Raznor's Rants

Costarring Raznor's reality-based friends!

Tuesday, May 11, 2004

More on Bush and History

In the comments to my previous post, Valentine catches a gaping hole in my historical analysis:

You can't forget the antiintellectualism of the fundamentalist movement, which has its roots in a peculiarly American Protestantism that arose as, during westward expansion, people took with them their religious fervor but not the educated clergy of New England. On the frontier, American values of independence and self-reliance led to a strain of folks who wanted the chance to interpret the Bible for themselves, without being told how to do it by elitist Yanks or hidebound Europeans. The deep suspicion of being told how to think and of intellectualism in general by the people on the frontier, who had to worry about livelihoods over education, only contirbuted.

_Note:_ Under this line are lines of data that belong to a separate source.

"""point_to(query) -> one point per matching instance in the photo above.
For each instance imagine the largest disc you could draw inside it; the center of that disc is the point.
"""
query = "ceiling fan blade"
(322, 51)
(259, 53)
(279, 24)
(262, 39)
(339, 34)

By the time Europe managed to export Higher Criticism to the US--with its ability to reconcile Christianity with the difficult questions raised by critical looks at Scripture--American Protestants were already primed to reject it for a system of strict literalism and removal of the Good Book from any kind of historical context, hermeneutics, or scholarly/theological precedent. If someone didn't like your reading, you could just schism and go home.

At the turn of the 20th century, the Fundamentalist strains of the various denominations, failing to purge the influence of progressives and liberal Christians from their churches, seceded and became a movement in earnest. They very quietly built an infrastructure of schools, Bible colleges, homeschool programs; funded smallscale political candidates and lobbies; and printed out Bibles with built-in commentaries that would encourage any reader to believe that their interpretation was the only correct one. They organized, and did it well. And when they saw an opening, they used all that preparation to explode onto the political scene as what we now think of as the Religious Right. You combine -that- movement with the roots of the neoconservative movement you theorize, and you have...well, G-dub.


(Ahh comments, what did I ever do without them)

While thanking Valentine for helping give a more complete analysis of recent history, I should mention that any historical analyses I write on this blog should be taken with a grain of salt. I don't really do research for them, they are merely insights that are based on what historical knowledge I have at the top of my brain, which I'd like to think is enough to make substantial posts. If anyone when reading such posts can think of anything I missed, like Valentine did, or if I'm just getting something way, way wrong, please correct me.